Persistent UTIs require longer treatment (weeks to months), and antimicrobial selection should be based on susceptibility testing results for isolated pathogens (route of administration and cost are additional considerations). It warrants mention that resistance to a particular antimicrobial agent in vitro may not preclude successful treatment with the drug in vivo because of the higher concentrations achieved in urine. Laboratory reports provide minimal inhibitory concentration (MIC) data for serum, not urine, antimicrobial concentrations. To determine whether a particular bacterial isolate in urine may be susceptible to urine concentrations of a drug, the actual MIC for some organisms can be determined by the laboratory when specifically requested. Similarly, demonstrable susceptibility in vitro does not always guarantee a successful response to treatment. For example, Enterococcus spp are common isolates with indwelling bladder catheters, and although they are routinely found to be susceptible to potentiated sulfonamide combinations in vitro, this pathogen is inherently resistant to these combinations in vivo. Rather, removal of the bladder catheter is often essential for resolution of these UTIs. Ideally, midstream urine sample (voided or collected by catheterization) should be submitted for bacterial culture 1 week after treatment of a persistent lower UTI has been discontinued.
Encrusting Cystitis
An occasional horse, male or female, may develop severe encrusting cystitis in association with ascending infections with Arcanobacterium spp or Trueperella spp (previously Corynebacterium spp).
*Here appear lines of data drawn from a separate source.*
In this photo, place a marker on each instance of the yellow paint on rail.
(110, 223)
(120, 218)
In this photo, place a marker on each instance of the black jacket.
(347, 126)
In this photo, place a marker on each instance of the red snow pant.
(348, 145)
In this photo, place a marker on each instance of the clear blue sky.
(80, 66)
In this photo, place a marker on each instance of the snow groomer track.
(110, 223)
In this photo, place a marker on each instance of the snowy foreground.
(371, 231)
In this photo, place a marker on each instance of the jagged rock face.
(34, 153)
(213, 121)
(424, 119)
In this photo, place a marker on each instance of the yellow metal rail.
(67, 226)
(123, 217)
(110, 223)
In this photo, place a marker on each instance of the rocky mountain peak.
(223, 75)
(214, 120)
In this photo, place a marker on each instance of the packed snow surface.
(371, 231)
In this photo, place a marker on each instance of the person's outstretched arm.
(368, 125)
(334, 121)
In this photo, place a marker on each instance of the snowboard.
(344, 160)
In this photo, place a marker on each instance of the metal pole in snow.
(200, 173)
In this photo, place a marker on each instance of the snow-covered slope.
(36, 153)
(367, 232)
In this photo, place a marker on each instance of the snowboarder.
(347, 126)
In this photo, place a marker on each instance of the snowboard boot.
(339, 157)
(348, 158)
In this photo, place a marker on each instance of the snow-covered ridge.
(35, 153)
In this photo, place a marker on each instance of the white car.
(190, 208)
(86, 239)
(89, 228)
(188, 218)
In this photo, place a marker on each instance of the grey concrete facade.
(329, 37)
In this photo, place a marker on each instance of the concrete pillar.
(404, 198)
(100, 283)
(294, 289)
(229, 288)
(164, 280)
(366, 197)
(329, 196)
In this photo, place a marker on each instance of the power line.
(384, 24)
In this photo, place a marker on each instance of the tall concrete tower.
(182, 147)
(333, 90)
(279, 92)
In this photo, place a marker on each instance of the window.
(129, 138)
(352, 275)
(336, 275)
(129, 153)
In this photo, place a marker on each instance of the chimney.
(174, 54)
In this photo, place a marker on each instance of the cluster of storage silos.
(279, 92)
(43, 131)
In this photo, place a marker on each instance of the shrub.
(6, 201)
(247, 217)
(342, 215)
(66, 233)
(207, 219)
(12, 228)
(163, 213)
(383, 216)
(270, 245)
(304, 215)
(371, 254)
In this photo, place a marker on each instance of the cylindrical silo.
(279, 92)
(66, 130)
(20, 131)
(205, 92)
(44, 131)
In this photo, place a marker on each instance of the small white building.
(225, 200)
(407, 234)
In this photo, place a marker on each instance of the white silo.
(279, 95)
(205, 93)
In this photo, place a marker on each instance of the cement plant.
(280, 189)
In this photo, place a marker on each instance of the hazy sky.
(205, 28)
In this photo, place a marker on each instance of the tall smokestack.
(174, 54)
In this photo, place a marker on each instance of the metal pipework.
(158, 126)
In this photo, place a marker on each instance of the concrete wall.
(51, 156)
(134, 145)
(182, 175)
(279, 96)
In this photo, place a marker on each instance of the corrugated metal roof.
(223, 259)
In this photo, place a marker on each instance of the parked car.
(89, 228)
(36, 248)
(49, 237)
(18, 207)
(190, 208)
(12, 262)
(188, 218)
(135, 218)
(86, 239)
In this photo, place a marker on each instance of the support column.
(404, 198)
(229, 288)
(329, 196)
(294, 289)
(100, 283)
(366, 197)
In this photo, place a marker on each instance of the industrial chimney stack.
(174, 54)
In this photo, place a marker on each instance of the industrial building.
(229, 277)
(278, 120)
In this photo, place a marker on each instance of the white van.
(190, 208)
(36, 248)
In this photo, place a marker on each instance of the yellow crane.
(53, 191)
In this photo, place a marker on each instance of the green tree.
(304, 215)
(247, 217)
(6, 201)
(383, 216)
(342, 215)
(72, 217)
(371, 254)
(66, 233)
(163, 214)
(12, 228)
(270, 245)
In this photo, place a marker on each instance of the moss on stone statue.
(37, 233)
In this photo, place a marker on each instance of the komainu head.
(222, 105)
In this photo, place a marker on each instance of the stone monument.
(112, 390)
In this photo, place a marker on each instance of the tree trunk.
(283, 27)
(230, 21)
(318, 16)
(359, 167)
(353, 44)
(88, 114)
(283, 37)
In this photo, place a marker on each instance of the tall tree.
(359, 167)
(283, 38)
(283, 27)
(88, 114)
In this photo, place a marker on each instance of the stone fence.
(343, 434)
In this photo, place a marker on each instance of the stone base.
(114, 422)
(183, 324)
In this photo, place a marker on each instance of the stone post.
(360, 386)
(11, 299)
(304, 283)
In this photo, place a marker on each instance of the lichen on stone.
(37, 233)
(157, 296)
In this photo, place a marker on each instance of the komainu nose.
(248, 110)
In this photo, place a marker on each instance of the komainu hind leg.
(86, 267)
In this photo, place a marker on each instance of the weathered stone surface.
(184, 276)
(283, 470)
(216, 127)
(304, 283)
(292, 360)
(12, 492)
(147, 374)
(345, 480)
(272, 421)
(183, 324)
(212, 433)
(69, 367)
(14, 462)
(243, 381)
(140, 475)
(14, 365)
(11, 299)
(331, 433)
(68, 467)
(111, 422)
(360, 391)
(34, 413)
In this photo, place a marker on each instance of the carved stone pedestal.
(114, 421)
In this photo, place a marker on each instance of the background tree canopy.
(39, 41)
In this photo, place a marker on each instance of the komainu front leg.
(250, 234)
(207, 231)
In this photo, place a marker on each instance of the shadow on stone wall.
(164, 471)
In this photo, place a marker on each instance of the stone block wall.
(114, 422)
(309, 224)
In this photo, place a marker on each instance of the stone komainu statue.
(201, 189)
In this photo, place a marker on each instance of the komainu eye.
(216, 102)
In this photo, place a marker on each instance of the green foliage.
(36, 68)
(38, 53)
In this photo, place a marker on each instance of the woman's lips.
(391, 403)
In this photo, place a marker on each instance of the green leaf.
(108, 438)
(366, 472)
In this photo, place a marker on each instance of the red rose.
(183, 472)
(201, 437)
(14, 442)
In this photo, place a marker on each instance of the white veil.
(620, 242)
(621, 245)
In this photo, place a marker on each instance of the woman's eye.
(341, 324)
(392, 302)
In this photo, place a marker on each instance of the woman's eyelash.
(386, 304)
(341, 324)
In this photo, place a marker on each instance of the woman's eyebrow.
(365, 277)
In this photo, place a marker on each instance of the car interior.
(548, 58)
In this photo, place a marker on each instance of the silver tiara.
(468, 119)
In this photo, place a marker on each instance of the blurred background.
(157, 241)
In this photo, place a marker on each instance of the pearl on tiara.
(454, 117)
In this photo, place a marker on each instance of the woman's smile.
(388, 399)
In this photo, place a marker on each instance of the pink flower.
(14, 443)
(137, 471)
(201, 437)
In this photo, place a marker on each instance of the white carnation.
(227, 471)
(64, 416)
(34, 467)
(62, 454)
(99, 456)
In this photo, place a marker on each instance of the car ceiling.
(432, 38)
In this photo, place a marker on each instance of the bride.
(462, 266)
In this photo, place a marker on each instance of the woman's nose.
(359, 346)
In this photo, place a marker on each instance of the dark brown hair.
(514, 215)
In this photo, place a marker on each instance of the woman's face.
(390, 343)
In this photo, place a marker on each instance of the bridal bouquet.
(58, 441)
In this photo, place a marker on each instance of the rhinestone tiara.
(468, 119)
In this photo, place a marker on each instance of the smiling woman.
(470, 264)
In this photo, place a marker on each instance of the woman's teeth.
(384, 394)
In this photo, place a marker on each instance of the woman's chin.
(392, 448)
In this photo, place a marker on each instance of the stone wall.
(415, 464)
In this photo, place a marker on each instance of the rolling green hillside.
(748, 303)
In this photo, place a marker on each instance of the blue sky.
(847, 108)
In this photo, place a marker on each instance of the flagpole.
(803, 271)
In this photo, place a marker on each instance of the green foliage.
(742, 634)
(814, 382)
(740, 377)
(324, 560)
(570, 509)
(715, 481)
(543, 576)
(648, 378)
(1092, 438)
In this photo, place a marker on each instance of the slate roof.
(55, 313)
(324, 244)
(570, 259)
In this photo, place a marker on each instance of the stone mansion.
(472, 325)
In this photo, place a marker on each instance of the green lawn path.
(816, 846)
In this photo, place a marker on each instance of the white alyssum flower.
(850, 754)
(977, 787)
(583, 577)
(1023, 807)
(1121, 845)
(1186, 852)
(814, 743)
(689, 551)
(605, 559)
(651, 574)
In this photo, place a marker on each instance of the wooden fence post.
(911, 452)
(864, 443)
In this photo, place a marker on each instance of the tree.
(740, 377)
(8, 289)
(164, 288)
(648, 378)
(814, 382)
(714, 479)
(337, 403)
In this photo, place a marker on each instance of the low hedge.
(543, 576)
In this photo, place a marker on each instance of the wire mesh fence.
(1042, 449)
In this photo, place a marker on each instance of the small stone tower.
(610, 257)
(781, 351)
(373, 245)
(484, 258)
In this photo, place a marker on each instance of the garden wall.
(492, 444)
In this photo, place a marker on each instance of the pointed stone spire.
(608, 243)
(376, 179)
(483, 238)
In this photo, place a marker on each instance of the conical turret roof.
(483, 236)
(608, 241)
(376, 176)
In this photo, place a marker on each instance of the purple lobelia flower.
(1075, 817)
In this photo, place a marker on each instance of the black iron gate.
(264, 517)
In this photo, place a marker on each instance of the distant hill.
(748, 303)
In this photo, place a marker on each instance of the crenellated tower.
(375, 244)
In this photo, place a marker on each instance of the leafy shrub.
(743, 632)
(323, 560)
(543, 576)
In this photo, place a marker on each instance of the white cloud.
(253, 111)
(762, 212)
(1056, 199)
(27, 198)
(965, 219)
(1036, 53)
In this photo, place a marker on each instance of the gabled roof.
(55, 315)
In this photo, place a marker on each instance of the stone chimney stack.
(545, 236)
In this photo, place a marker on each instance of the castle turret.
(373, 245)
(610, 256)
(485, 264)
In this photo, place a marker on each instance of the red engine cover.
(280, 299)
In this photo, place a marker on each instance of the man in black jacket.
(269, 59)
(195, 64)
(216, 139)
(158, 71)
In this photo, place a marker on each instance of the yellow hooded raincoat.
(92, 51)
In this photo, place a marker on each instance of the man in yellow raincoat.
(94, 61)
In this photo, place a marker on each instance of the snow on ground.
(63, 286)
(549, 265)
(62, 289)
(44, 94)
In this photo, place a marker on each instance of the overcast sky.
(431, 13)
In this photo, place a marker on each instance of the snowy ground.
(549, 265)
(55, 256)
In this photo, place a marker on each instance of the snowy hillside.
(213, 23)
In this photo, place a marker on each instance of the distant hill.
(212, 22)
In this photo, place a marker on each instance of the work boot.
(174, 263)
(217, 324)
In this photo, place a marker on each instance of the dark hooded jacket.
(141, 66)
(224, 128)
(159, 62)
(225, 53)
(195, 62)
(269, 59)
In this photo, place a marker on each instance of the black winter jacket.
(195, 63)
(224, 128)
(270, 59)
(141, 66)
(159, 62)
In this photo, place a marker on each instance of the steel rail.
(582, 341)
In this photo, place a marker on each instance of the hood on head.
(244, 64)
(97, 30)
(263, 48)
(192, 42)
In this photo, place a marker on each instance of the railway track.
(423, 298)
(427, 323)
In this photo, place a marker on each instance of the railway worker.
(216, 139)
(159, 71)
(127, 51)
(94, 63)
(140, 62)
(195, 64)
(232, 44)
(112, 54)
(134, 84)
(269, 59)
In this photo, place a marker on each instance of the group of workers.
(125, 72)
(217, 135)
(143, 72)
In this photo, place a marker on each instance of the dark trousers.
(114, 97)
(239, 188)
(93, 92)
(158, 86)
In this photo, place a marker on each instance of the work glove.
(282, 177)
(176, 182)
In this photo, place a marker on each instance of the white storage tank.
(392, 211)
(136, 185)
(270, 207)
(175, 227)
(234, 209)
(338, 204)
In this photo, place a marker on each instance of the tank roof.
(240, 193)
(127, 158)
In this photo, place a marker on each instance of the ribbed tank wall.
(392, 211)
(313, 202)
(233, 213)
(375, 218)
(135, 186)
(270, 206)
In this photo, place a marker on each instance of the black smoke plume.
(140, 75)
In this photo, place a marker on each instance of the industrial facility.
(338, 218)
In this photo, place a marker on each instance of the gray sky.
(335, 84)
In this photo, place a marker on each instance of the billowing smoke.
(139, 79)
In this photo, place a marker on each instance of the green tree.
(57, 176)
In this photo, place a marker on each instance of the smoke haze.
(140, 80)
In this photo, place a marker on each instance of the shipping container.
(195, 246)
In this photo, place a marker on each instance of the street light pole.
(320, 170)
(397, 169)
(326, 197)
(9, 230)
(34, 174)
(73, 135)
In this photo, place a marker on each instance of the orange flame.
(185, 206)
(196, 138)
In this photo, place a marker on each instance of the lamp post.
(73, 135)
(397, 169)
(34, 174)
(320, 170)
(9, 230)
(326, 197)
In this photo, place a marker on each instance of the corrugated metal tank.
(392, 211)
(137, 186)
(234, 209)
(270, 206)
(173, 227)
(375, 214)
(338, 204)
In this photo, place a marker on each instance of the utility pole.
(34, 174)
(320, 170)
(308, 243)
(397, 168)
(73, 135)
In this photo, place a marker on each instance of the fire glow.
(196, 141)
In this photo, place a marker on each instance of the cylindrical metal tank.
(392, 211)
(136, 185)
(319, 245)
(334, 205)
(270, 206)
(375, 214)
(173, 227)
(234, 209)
Some affected horses are otherwise healthy but have moderate to severe dysuria and incontinence, whereas others have concurrent bladder paresis as a predisposing cause for the ascending UTI. These infections appear to be similar to UTIs in humans and small animals with Corynebacterium urealyticum. This organism is capable of splitting urea into ammonium ions, and an alkaline urine pH is important for persistence of the UTI. Affected humans and animals often develop a peel of calcified, purulent uromucoid debris that adheres to the underlying, markedly irritated bladder mucosa, leading to the term encrusting cystitis. Why certain patients develop these severe UTIs remains incompletely understood, although previous urologic procedures or renal transplantation (and concurrent immunosuppressive therapy) appear to be risk factors in humans. The author has managed a few horses with encrusting cystitis for several years using intermittent bladder lavage and debridement in combination with long-term antimicrobial treatment and intermittent NSAID use. Although clinical signs have improved, resolution of the UTI has not been accomplished.